In an effort to be more proactive in your job search, or even if you are only thinking about changing jobs or careers, take the time to go to your local office supply store and get yourself some business cards. Although most executive job search coaches will tell you that it is absolutely critical that you get yourself the top of the line models with the fancy graphics, lots of colour and the raised print, when it comes to looking for a new job, this is not always possible. It is also unlikely that you will need 250 cards, which is usually the smallest number of cards you can order in a single batch.
All office supply stores carry small packages of blank cards that you can use to create cards on your home computers. These cards come on standard letter sized paper, fit in any type of home printer, and will supply you with ten cards per sheet.
Business cards are everywhere. They are highly portable and can easily and discreetly passed from one individual to another. These tokens of personal marketing collateral are an ideal tool for people looking for work.
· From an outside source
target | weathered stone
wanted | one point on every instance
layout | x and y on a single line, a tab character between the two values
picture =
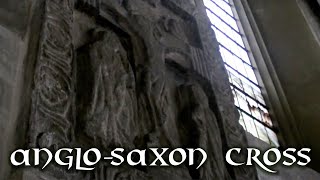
131	74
Once you have convinced yourself that you are missing a tremendous opportunity to self-market your product or service, and before you take the initiative and exercise your creative side and go ahead and design some business cards for yourself, take some time to study how the pros do it. Look at the wide array of business cards already in your possession. Before you go ahead and think about designing your own personal cards, observe the following:
o The amount of white space on the card [Like résumés, lots of white space is good.]
o Size and style of font [Is the font too small to read without magnification?]
o Portrait or landscape orientation [Use a landscape orientation for job searches - cards the have a portrait landscape will force people to fuss with it to get the information they need. In terms of a job search, it is one more annoyance that your future employer does not need.]
o Use of colour and graphics [Know that the use of colour will always increase the cost of the cards]
o One or both sides of card used [For the purpose of job searches, use both sides! Put your contact information on one side and highlight your skill set on the other side. The "B" side of your business card should be used as a mini résumé]
Once you think that you have created the card that represents you in a positive manner, make up some mock cards and ask your friends for their opinion and input. Take heed of their suggestions and adjust the visuals of your cards accordingly. The next step is to print some up and start distributing them at every opportunity. HINT: Be frugal: Print some ‘test’ cards on plain paper. Then use this ‘template’ to align your cards on the business card stock. HINT: Be generous: Give each contact two cards; one for them to keep, the other to give to a friend. You will be surprised at where your cards will end up. Good luck!